First, we will have a telephone interview to discuss your goals and timetable, and how we’ll assist you in achieving your goals.
We will analyze your property, lease, and financial statements to determine the saleability of your property and what needs to be done to maximize its value. This typically includes proposing a new lease or modifying your existing lease.
For the listing phase of your real estate transaction, we prepare a comprehensive, professional marketing package that promotes your real estate in the best light to make it attractive to pre-approved, credit-worthy buyers.
We will distribute the marketing package to the best-qualified local and national buyers and solicit and obtain competitive bids, usually within 30 days of distributing your marketing package.
We review, analyze, and negotiate purchasers’ Letters of Intent to get you to the contract phase.
Our team will work with you and the purchaser through the contract and due diligence phase and with both attorneys schedule and coordinate the closing, typically within 60-90 days of the contract signing.
What is a Sale-Leaseback?
Often, veterinarians own not only their practice but the real estate as well. And, equally as often, the owners do not realize how valuable their real estate has become.
Vets who own their animal hospital real estate have an opportunity to do a sale-leaseback transaction to take some meaningful cash off the table. A sale-leaseback is an arrangement in which the vet sells their real estate and their practice, then leases it back from the purchaser. With a sale-leaseback the details of the arrangement, such as the purchase price, lease payments, and lease duration are made prior to the sale of the real estate. The seller of the property becomes the tenant and the purchaser becomes the landlord.
The vet gets the cash and retains control of the property in order to continue operating their business through a NNN lease. The cash can be used for any purpose, including buying other diversified assets.

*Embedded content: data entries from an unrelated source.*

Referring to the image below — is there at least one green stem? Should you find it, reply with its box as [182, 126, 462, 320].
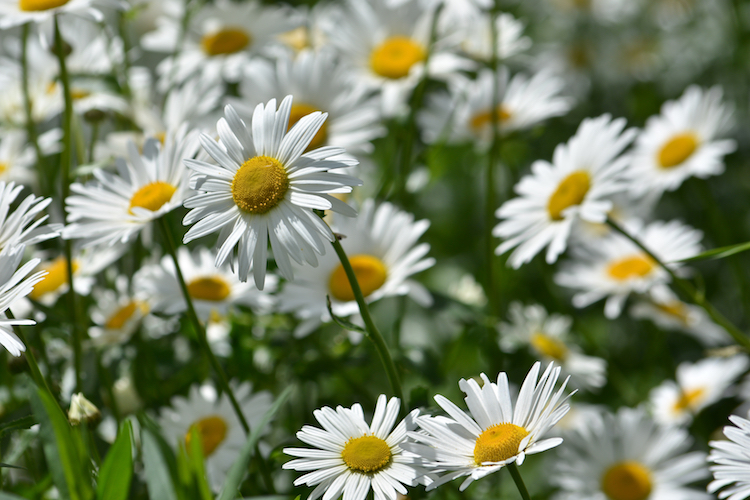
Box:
[332, 236, 404, 408]
[607, 218, 750, 352]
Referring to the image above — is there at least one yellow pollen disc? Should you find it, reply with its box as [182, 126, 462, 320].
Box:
[232, 156, 289, 215]
[287, 103, 328, 151]
[607, 255, 654, 281]
[659, 132, 698, 168]
[201, 28, 253, 56]
[188, 276, 231, 302]
[547, 170, 591, 220]
[341, 436, 392, 473]
[128, 181, 177, 215]
[530, 332, 568, 361]
[29, 256, 78, 300]
[328, 255, 388, 302]
[370, 36, 425, 80]
[474, 423, 529, 465]
[602, 461, 651, 500]
[185, 415, 229, 458]
[18, 0, 68, 12]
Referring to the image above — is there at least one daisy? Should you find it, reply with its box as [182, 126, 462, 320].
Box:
[628, 86, 737, 195]
[555, 221, 703, 318]
[183, 96, 361, 290]
[550, 408, 710, 500]
[500, 302, 607, 389]
[403, 362, 570, 491]
[279, 199, 435, 336]
[63, 127, 199, 246]
[158, 383, 272, 491]
[283, 394, 422, 500]
[493, 115, 636, 268]
[649, 355, 750, 425]
[0, 245, 46, 356]
[708, 415, 750, 500]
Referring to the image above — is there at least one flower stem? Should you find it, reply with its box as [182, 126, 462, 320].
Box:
[332, 236, 404, 408]
[607, 218, 750, 352]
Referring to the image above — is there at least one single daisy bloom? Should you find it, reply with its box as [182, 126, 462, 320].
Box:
[628, 85, 737, 195]
[403, 362, 570, 491]
[492, 115, 636, 268]
[550, 408, 711, 500]
[500, 302, 607, 390]
[283, 394, 423, 500]
[183, 96, 362, 290]
[555, 221, 703, 319]
[278, 199, 435, 336]
[708, 415, 750, 500]
[63, 127, 199, 246]
[649, 355, 750, 425]
[0, 245, 46, 356]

An Example of a Sale-Leaseback
A veterinarian owns a 10,000-square foot animal hospital and is paying rent at $25/sf or $250,000 a year. This is considered income, so the vet is paying income tax on the rent. In a sale-leaseback transaction, a buyer pays the vet a cash purchase price of $3.5 million (using a 7% CAP rate) and the practice signs a new 12-year NNN lease at $25/square foot, plus annual 2.5% rent increases, with multiple options to renew. The vet retains control of the property, pays rent to the new owner of the property, and continues to be responsible for taxes, insurance and maintenance (NNN lease). The vet can buy another income-producing property that generates more than twice the annual ROI while deferring capital gains taxes through a 1031 exchange.